Naturally, with the AAPL and LITE news out today, and the broad weakness we have seen in the market following the Fed’s adjustment of its language to assume deteriorating corporate capital investment, the stock has taken a bit of a hit. The tech cycle is contracting in terms of expectations for premium ideas, and NVDA fits into that schema.
NVIDIA Corporation (NASDAQ:NVDA), however, is also something potentially poised for monstrous upside if the company hits the ground running with earnings after Thursday’s closing bell.
So, what are investors expecting? We would assume one of the main points will be about how well the new line of GeForce RTX video cards is selling, especially since there are some indications that the launch has been rockier than what the company hoped for.
Looking to refresh its gaming segment (~60% of revenue), NVIDIA presented its new ray-tracing video cards in late August.
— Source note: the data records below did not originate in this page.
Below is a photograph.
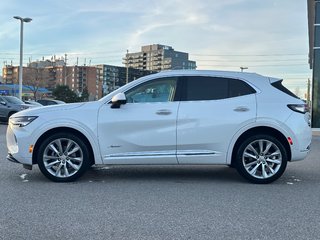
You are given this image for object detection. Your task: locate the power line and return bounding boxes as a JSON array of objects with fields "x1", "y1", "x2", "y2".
[
  {"x1": 191, "y1": 53, "x2": 307, "y2": 57},
  {"x1": 200, "y1": 63, "x2": 309, "y2": 67},
  {"x1": 193, "y1": 59, "x2": 307, "y2": 62}
]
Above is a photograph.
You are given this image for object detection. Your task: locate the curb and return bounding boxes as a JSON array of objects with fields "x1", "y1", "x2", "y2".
[{"x1": 312, "y1": 129, "x2": 320, "y2": 136}]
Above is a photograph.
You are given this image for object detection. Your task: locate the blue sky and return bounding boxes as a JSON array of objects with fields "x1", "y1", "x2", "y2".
[{"x1": 0, "y1": 0, "x2": 311, "y2": 96}]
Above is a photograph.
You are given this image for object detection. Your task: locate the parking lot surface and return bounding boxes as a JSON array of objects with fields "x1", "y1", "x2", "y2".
[{"x1": 0, "y1": 123, "x2": 319, "y2": 240}]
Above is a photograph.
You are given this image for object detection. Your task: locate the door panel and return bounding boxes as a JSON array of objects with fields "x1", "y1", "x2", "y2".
[
  {"x1": 98, "y1": 102, "x2": 179, "y2": 164},
  {"x1": 177, "y1": 76, "x2": 257, "y2": 164},
  {"x1": 97, "y1": 77, "x2": 180, "y2": 165}
]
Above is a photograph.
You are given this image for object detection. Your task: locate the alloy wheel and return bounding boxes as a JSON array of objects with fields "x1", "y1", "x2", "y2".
[
  {"x1": 43, "y1": 138, "x2": 84, "y2": 178},
  {"x1": 242, "y1": 139, "x2": 282, "y2": 179}
]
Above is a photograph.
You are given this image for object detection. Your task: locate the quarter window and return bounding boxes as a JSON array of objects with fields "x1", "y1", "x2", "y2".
[
  {"x1": 125, "y1": 78, "x2": 177, "y2": 103},
  {"x1": 183, "y1": 76, "x2": 256, "y2": 101},
  {"x1": 228, "y1": 78, "x2": 256, "y2": 97}
]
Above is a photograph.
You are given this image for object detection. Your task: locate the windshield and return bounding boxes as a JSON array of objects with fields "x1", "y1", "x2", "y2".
[{"x1": 4, "y1": 96, "x2": 24, "y2": 104}]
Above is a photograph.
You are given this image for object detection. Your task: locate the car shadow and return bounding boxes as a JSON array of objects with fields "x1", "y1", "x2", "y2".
[{"x1": 79, "y1": 165, "x2": 245, "y2": 183}]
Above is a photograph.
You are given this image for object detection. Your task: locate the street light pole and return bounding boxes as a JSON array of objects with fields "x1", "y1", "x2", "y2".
[
  {"x1": 240, "y1": 66, "x2": 248, "y2": 72},
  {"x1": 14, "y1": 16, "x2": 32, "y2": 100}
]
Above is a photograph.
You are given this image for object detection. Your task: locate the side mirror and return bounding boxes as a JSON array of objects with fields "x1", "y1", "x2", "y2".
[
  {"x1": 0, "y1": 101, "x2": 6, "y2": 106},
  {"x1": 111, "y1": 93, "x2": 127, "y2": 109}
]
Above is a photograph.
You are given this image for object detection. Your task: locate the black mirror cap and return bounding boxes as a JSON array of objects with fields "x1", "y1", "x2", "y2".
[{"x1": 110, "y1": 99, "x2": 127, "y2": 109}]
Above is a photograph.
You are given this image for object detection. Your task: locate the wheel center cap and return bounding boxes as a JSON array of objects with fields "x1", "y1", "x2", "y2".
[{"x1": 258, "y1": 156, "x2": 266, "y2": 164}]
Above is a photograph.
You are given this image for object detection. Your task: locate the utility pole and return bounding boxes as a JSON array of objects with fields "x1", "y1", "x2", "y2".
[
  {"x1": 126, "y1": 49, "x2": 129, "y2": 84},
  {"x1": 64, "y1": 53, "x2": 68, "y2": 85},
  {"x1": 307, "y1": 78, "x2": 311, "y2": 107}
]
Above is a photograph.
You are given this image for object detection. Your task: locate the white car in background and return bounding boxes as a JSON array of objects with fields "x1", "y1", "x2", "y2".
[{"x1": 6, "y1": 70, "x2": 312, "y2": 183}]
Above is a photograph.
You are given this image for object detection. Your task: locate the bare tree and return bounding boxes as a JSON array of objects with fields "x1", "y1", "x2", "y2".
[
  {"x1": 294, "y1": 86, "x2": 301, "y2": 98},
  {"x1": 24, "y1": 67, "x2": 47, "y2": 100}
]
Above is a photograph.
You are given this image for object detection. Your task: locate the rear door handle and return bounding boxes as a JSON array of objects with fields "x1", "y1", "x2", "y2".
[
  {"x1": 156, "y1": 109, "x2": 172, "y2": 115},
  {"x1": 234, "y1": 106, "x2": 249, "y2": 112}
]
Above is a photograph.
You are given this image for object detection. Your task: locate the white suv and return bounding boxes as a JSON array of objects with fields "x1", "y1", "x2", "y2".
[{"x1": 6, "y1": 70, "x2": 312, "y2": 183}]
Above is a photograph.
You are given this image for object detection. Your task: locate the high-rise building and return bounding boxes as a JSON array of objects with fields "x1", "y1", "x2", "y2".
[{"x1": 123, "y1": 44, "x2": 196, "y2": 72}]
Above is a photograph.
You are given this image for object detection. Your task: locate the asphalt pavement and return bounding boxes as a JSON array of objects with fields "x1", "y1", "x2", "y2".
[{"x1": 0, "y1": 123, "x2": 319, "y2": 240}]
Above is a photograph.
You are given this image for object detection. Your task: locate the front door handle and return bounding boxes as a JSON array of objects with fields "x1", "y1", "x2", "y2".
[
  {"x1": 234, "y1": 106, "x2": 249, "y2": 112},
  {"x1": 156, "y1": 109, "x2": 172, "y2": 115}
]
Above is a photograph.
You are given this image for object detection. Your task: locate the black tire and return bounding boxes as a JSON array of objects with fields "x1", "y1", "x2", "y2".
[
  {"x1": 37, "y1": 132, "x2": 90, "y2": 182},
  {"x1": 7, "y1": 111, "x2": 17, "y2": 122},
  {"x1": 235, "y1": 134, "x2": 288, "y2": 184}
]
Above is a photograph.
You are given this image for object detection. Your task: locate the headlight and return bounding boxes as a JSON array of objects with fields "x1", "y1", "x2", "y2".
[
  {"x1": 20, "y1": 105, "x2": 29, "y2": 110},
  {"x1": 10, "y1": 116, "x2": 38, "y2": 127}
]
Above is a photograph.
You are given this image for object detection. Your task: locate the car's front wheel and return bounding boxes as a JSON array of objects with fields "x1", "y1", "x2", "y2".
[
  {"x1": 37, "y1": 132, "x2": 90, "y2": 182},
  {"x1": 235, "y1": 135, "x2": 288, "y2": 184}
]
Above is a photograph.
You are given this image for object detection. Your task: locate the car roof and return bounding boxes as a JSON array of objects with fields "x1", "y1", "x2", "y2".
[{"x1": 138, "y1": 70, "x2": 281, "y2": 83}]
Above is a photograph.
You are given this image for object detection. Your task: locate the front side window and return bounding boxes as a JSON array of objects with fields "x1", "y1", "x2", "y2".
[{"x1": 126, "y1": 78, "x2": 177, "y2": 103}]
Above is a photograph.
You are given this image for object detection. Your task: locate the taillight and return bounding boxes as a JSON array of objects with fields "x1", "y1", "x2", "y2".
[{"x1": 287, "y1": 104, "x2": 309, "y2": 114}]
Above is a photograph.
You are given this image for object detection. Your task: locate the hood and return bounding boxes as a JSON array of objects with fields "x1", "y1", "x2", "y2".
[{"x1": 13, "y1": 102, "x2": 86, "y2": 117}]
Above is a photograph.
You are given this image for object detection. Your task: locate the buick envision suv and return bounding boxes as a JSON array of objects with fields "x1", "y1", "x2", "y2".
[{"x1": 6, "y1": 70, "x2": 312, "y2": 183}]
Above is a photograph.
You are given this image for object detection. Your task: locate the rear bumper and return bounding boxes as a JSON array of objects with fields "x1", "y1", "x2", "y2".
[{"x1": 284, "y1": 112, "x2": 312, "y2": 161}]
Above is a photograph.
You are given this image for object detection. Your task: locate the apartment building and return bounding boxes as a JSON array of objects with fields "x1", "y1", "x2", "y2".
[
  {"x1": 96, "y1": 64, "x2": 155, "y2": 95},
  {"x1": 2, "y1": 61, "x2": 102, "y2": 100},
  {"x1": 55, "y1": 65, "x2": 102, "y2": 100},
  {"x1": 123, "y1": 44, "x2": 197, "y2": 71}
]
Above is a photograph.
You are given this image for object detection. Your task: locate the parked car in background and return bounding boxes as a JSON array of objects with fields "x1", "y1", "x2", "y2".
[
  {"x1": 0, "y1": 96, "x2": 33, "y2": 122},
  {"x1": 6, "y1": 70, "x2": 312, "y2": 183},
  {"x1": 37, "y1": 99, "x2": 65, "y2": 106},
  {"x1": 24, "y1": 100, "x2": 43, "y2": 107}
]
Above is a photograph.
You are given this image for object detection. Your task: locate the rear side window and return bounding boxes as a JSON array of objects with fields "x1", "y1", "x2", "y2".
[
  {"x1": 183, "y1": 76, "x2": 256, "y2": 101},
  {"x1": 271, "y1": 80, "x2": 299, "y2": 99},
  {"x1": 184, "y1": 76, "x2": 228, "y2": 101}
]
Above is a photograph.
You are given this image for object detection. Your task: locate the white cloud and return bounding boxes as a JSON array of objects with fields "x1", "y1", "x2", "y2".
[{"x1": 0, "y1": 0, "x2": 311, "y2": 94}]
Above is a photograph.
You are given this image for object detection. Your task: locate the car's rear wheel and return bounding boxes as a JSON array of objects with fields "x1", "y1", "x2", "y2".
[
  {"x1": 235, "y1": 134, "x2": 288, "y2": 184},
  {"x1": 37, "y1": 132, "x2": 90, "y2": 182}
]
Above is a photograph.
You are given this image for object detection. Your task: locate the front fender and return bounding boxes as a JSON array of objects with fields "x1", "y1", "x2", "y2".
[{"x1": 32, "y1": 117, "x2": 102, "y2": 165}]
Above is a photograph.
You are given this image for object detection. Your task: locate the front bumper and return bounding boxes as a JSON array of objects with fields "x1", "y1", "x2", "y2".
[
  {"x1": 7, "y1": 153, "x2": 20, "y2": 163},
  {"x1": 6, "y1": 153, "x2": 33, "y2": 170},
  {"x1": 6, "y1": 122, "x2": 34, "y2": 165}
]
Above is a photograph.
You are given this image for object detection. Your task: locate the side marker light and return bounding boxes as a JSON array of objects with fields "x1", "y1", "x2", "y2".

In addition to offering a modest to moderate performance boost over the GTX1000 series, the RTX2000 series introduced ray-tracing technology, which allows content creators to develop more life-like images and video.
However, gamers have yet to see the impact of ray tracing due to a software-related bottleneck. NVIDIA’s RTX GPUs became available for sale at the end of September, but even the latest game releases do not yet support ray tracing or deep learning super sampling, which is another new technology introduced in the RTX line. It is believed that the features are being held back by the delayed release of Microsoft’s October 2018 update for Windows 10.
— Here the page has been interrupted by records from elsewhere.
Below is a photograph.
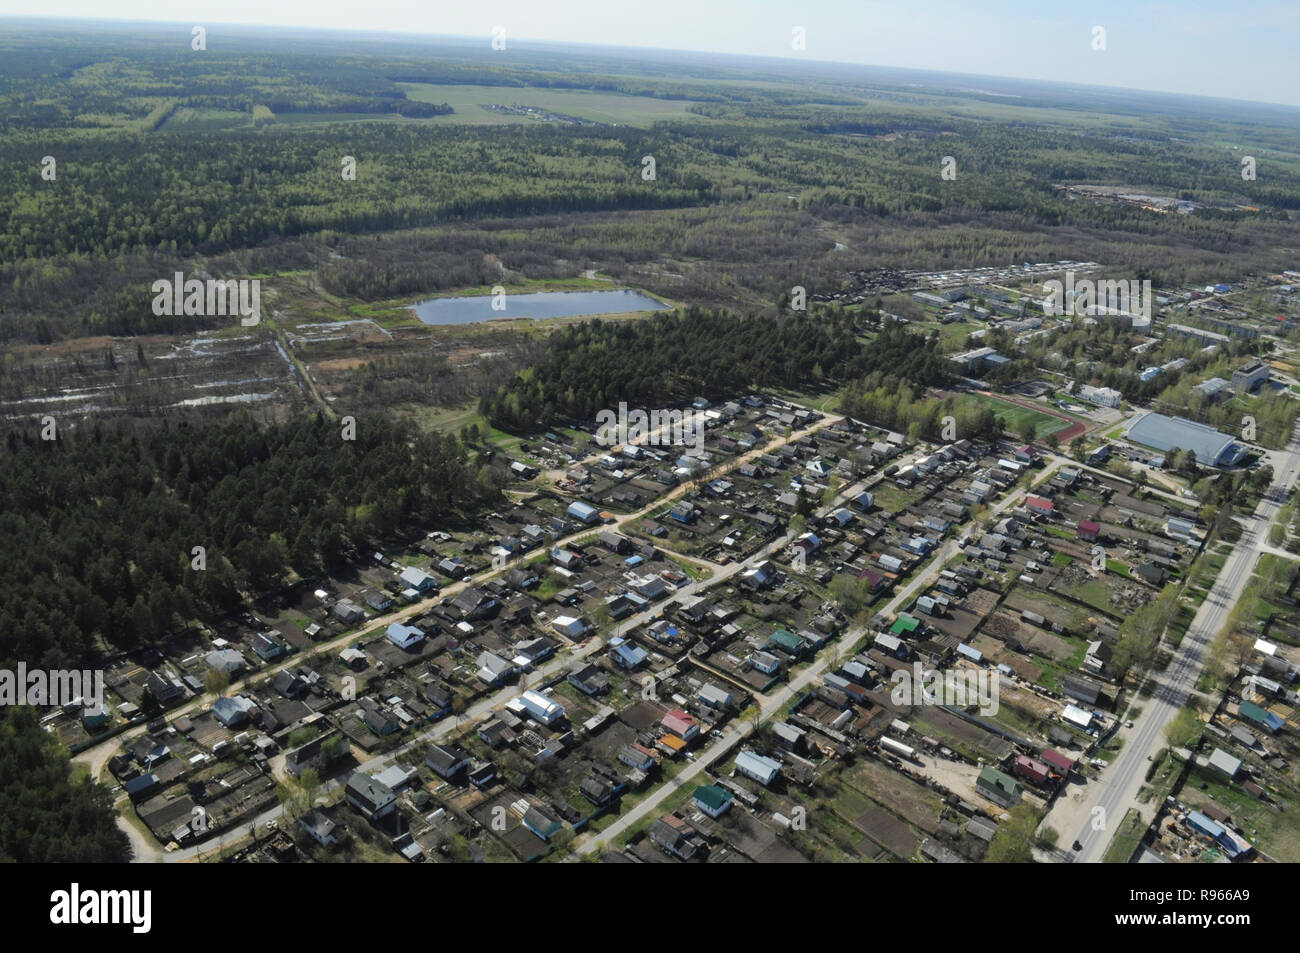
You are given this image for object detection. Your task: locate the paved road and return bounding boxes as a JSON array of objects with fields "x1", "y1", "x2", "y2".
[
  {"x1": 110, "y1": 420, "x2": 1047, "y2": 862},
  {"x1": 78, "y1": 409, "x2": 838, "y2": 769},
  {"x1": 103, "y1": 411, "x2": 841, "y2": 860},
  {"x1": 575, "y1": 451, "x2": 1050, "y2": 854},
  {"x1": 1062, "y1": 421, "x2": 1300, "y2": 863}
]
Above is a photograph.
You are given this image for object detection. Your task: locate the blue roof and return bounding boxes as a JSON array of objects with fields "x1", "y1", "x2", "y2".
[
  {"x1": 611, "y1": 643, "x2": 647, "y2": 667},
  {"x1": 123, "y1": 773, "x2": 159, "y2": 794},
  {"x1": 387, "y1": 622, "x2": 424, "y2": 645},
  {"x1": 1187, "y1": 810, "x2": 1224, "y2": 839},
  {"x1": 1125, "y1": 413, "x2": 1245, "y2": 467},
  {"x1": 735, "y1": 750, "x2": 781, "y2": 783}
]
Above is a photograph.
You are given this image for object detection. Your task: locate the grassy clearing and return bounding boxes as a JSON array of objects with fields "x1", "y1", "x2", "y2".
[
  {"x1": 398, "y1": 82, "x2": 702, "y2": 126},
  {"x1": 1102, "y1": 808, "x2": 1147, "y2": 862},
  {"x1": 774, "y1": 387, "x2": 841, "y2": 413}
]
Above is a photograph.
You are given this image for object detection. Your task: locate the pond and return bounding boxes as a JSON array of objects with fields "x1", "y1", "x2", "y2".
[{"x1": 408, "y1": 289, "x2": 669, "y2": 325}]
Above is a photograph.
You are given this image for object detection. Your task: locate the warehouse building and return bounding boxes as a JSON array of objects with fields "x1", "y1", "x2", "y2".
[{"x1": 1123, "y1": 413, "x2": 1247, "y2": 468}]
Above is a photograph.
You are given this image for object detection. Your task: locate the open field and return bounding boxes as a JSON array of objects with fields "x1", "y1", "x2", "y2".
[{"x1": 398, "y1": 82, "x2": 703, "y2": 126}]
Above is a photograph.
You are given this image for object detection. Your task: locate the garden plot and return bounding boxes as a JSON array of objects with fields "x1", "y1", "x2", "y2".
[
  {"x1": 850, "y1": 806, "x2": 921, "y2": 860},
  {"x1": 843, "y1": 758, "x2": 945, "y2": 835}
]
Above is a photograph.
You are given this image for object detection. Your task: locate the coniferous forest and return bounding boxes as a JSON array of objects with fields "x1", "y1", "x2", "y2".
[{"x1": 2, "y1": 17, "x2": 1300, "y2": 865}]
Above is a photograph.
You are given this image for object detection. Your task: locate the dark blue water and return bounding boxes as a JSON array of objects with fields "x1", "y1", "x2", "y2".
[{"x1": 409, "y1": 289, "x2": 669, "y2": 324}]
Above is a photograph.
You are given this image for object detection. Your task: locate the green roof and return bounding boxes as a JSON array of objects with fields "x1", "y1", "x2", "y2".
[
  {"x1": 891, "y1": 614, "x2": 920, "y2": 635},
  {"x1": 977, "y1": 766, "x2": 1023, "y2": 796},
  {"x1": 1239, "y1": 700, "x2": 1279, "y2": 726},
  {"x1": 768, "y1": 628, "x2": 801, "y2": 652},
  {"x1": 693, "y1": 784, "x2": 733, "y2": 810}
]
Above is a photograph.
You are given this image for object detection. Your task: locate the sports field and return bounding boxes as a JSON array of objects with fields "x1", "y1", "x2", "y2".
[{"x1": 956, "y1": 391, "x2": 1081, "y2": 440}]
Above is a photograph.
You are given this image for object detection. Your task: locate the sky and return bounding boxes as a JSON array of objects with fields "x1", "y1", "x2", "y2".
[{"x1": 5, "y1": 0, "x2": 1299, "y2": 107}]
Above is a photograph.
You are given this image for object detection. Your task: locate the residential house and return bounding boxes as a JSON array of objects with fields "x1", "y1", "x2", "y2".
[
  {"x1": 514, "y1": 689, "x2": 566, "y2": 726},
  {"x1": 212, "y1": 695, "x2": 256, "y2": 728},
  {"x1": 567, "y1": 501, "x2": 601, "y2": 524},
  {"x1": 145, "y1": 669, "x2": 186, "y2": 705},
  {"x1": 608, "y1": 638, "x2": 648, "y2": 671},
  {"x1": 650, "y1": 815, "x2": 701, "y2": 860},
  {"x1": 699, "y1": 683, "x2": 733, "y2": 711},
  {"x1": 205, "y1": 649, "x2": 247, "y2": 676},
  {"x1": 300, "y1": 808, "x2": 342, "y2": 846},
  {"x1": 976, "y1": 766, "x2": 1024, "y2": 807},
  {"x1": 345, "y1": 773, "x2": 396, "y2": 821},
  {"x1": 425, "y1": 743, "x2": 472, "y2": 781},
  {"x1": 523, "y1": 805, "x2": 564, "y2": 841},
  {"x1": 360, "y1": 589, "x2": 393, "y2": 613},
  {"x1": 735, "y1": 750, "x2": 781, "y2": 786},
  {"x1": 550, "y1": 615, "x2": 589, "y2": 639},
  {"x1": 386, "y1": 623, "x2": 425, "y2": 650},
  {"x1": 1013, "y1": 754, "x2": 1051, "y2": 786},
  {"x1": 399, "y1": 566, "x2": 438, "y2": 593},
  {"x1": 692, "y1": 784, "x2": 733, "y2": 819},
  {"x1": 476, "y1": 651, "x2": 517, "y2": 687},
  {"x1": 567, "y1": 663, "x2": 611, "y2": 696},
  {"x1": 619, "y1": 744, "x2": 657, "y2": 772},
  {"x1": 452, "y1": 587, "x2": 499, "y2": 620},
  {"x1": 251, "y1": 631, "x2": 287, "y2": 662},
  {"x1": 580, "y1": 775, "x2": 616, "y2": 806},
  {"x1": 332, "y1": 600, "x2": 364, "y2": 625},
  {"x1": 661, "y1": 709, "x2": 699, "y2": 741}
]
The delay in unlocking NVIDIA’s new technology has been well-publicized, suggesting some users may have put off their purchase plans as they see little reason to pay a premium for technology that has yet to be enabled. Granted, the issue with Microsoft’s Windows update is likely to be resolved in the near future, but it should not be a surprise if NVIDIA acknowledges that early demand for its latest product was impacted negatively.
In any case, we would expect the tape to be thick into and out of the play off the print. And, right now, given the expanding drama around big cap tech guidance, the vulnerability is likely more on the shorts than the longs.
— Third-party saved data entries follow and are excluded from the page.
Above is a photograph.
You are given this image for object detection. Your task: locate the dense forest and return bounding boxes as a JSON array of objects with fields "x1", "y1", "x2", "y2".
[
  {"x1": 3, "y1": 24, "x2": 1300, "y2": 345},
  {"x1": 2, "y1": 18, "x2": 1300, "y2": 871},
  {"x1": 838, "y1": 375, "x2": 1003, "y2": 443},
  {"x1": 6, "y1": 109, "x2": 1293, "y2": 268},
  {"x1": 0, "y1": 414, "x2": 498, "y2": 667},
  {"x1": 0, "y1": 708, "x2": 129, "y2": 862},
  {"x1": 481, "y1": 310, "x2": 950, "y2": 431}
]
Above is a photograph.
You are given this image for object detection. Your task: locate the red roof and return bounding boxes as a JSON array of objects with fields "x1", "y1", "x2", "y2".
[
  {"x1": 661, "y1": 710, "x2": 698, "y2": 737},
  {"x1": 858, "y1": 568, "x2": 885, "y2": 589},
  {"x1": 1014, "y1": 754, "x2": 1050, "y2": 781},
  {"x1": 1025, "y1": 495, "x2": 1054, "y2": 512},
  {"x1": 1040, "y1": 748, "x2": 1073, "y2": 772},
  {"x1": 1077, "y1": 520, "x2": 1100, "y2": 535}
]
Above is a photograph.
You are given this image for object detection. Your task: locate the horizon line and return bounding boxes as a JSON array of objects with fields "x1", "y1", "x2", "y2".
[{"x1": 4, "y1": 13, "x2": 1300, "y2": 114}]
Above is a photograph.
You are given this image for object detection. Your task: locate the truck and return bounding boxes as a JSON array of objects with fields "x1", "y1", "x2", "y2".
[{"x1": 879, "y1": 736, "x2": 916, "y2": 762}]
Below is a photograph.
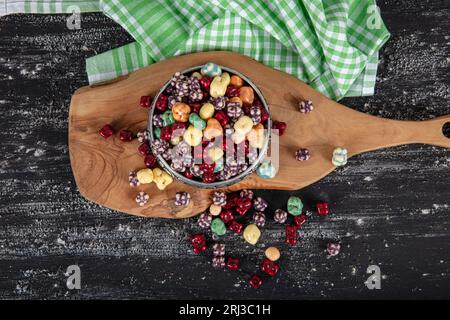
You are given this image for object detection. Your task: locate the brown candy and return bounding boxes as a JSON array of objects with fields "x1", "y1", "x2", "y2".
[
  {"x1": 172, "y1": 102, "x2": 191, "y2": 122},
  {"x1": 239, "y1": 86, "x2": 254, "y2": 106},
  {"x1": 230, "y1": 75, "x2": 244, "y2": 88}
]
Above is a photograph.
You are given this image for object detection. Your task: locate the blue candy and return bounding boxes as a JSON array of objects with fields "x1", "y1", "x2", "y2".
[
  {"x1": 257, "y1": 161, "x2": 277, "y2": 179},
  {"x1": 201, "y1": 62, "x2": 222, "y2": 77}
]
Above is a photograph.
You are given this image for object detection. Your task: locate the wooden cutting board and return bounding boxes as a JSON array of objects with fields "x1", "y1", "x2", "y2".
[{"x1": 68, "y1": 51, "x2": 450, "y2": 219}]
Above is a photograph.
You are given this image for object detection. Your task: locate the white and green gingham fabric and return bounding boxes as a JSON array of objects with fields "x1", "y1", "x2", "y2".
[{"x1": 1, "y1": 0, "x2": 390, "y2": 100}]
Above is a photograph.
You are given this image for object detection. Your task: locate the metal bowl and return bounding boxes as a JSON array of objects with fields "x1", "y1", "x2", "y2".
[{"x1": 148, "y1": 65, "x2": 271, "y2": 189}]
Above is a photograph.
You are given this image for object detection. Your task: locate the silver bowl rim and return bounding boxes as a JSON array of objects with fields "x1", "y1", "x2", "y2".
[{"x1": 147, "y1": 65, "x2": 271, "y2": 189}]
NVIDIA Corporation (NASDAQ:NVDA) operates as a visual computing company worldwide. It operates through two segments, GPU and Tegra Processor.
The market tends, rightly or wrongly, to see the company as in a competitive battle for market share in the GPU space with AMD, though each has been seeing seemingly unrestrained top-line growth over recent years.
The company’s GPU segment offers processors, which include GeForce for PC gaming and mainstream PCs; GeForce NOW for cloud-based game-streaming service; Quadro for design professionals working in computer-aided design, video editing, special effects, and other creative applications; Tesla for AI utilizing deep learning, accelerated computing, and general purpose computing; GRID provides power of NVIDIA graphics through the cloud and datacenters; DGX for AI scientists, researchers, and developers; and cryptocurrency-specific graphics processing units.
The Tegra Processor segment provides processors designed to enable branded platforms – DRIVE and SHIELD; DRIVE automotive computers and software stacks, which offer self-driving capabilities; SHIELD devices and services designed for mobile-cloud in home entertainment, AI, and gaming applications; and Jetson TX 2, an AI computing platform for embedded use.
The company’s products are used in gaming, professional visualization, datacenter, and automotive markets. NVIDIA Corporation sells its products to original equipment manufacturers, original device manufacturers, system builders, add-in board manufacturers, retailers/distributors, Internet and cloud service providers, automotive manufacturers and tier-1 automotive suppliers, mapping companies, start-ups, and other ecosystem participants.